Paris Mayor Anne Hidalgo presented the first intake of Police Municipale (Municipal Police) officers during a ceremony at City Hall on Monday, October 18th.
Most larger French towns and cities already have a locally-led municipal police force, who focus on offences such as anti-social behaviour and traffic offences, but Paris has long been the exception.
For many years, Hidalgo was opposed to the idea, but in January 2019, she announced her intention to create a Municipal Police force in the capital, ending an exception which dates back to 1800. Hidalgo said the new force “will be totally ready in 2024 to welcome the entire world to Paris for the Olympic and Paralympic games”.
The new officers will be present across the 20 arrondissements, will patrol the city on foot or on bicycles, and will be equipped with bulletproof jackets, body cameras, batons and tear gas – but will not be armed.
The lack of lethal weapons has not been well-received by everybody in the city. “Having bulletproof jackets but nothing to defend themselves with is anachronistic and rather illogical,” Geoffroy Boulard, mayor of the 17th arrondissement, told Europe 1.
It is up to local authorities to decide whether the Municipal Police should be armed – just over half of officers across the country carry a firearm.
What is their job?
The 154 men and women will be responsible for four main areas, City Hall has said: “Ensure the cleanliness of the city, make sure Parisians are safe, protect pedestrians and the most vulnerable road users, pacify the city notably in the evening and during the night.”
Part of their role will be to respond to what are referred to in French as incivilités (incivility), including offences such as fly-tipping, throwing cigarette butts on the ground, noise disturbances, and traffic offences such as illegal parking.
They do have the power of arrest, but must deliver any arrested person to the Police Nationale (National Police).
The new officers will work alongside this existing force.

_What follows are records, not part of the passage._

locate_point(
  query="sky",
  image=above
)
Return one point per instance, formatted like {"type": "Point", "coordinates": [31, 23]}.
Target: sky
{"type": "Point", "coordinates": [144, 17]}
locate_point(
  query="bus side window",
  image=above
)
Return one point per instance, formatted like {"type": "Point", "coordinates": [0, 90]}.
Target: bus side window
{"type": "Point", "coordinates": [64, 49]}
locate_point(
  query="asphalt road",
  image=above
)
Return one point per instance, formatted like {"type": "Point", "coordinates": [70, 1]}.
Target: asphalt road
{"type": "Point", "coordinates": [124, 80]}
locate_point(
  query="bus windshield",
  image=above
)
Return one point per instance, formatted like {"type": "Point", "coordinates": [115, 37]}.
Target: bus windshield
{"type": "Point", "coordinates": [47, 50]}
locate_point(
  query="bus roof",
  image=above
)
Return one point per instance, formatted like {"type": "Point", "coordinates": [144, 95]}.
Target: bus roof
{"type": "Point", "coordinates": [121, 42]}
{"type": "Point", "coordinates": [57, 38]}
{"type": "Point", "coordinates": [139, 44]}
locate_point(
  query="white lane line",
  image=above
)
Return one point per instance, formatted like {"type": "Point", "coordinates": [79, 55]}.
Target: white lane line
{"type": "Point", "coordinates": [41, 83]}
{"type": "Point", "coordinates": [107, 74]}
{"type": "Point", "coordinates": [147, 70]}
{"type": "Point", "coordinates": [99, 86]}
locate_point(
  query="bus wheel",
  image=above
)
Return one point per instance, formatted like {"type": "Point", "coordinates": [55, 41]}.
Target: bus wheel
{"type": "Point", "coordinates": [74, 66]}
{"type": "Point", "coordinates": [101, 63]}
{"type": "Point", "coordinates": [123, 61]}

Today, the National Police officers responsible for policing the capital report to the préfet de police de Paris, following a decision by Napoléon Bonaparte in 1800 to put the centralised state in charge of the city’s policing.
“A Municipal Police which does its job well will free up the National Police to concentrate on its principal missions: combating delinquency, drug trafficking and terrorism,” said Nicolas Nordman, deputy mayor in charge of security.
In recent years, Paris had already begun taking on more responsibility for its own security, with the creation of the Direction de la prévention, de la sécurité et de la protection (Prevention, Security and Protection Authority). The 3,400 members of that authority will gradually be trained to become part of the Municipal Police.
By 2026, the city eventually hopes to have 5,000 people in charge of security, including 3,400 Municipal Police officers, adding to the 24,000 already in place in other cities across the country.
“In order to better meet the expectations of Parisians, their police must be in their image,” Hidalgo said during the presentation on Monday.
This includes a focus on gender equality – almost 40 percent of the first intake are women – as well as focusing on the social backgrounds of officers, with a new training centre set to be created in Paris.
The Mayor also announced the creation of an “ethics committee” to ensure that officers do not abuse their powers.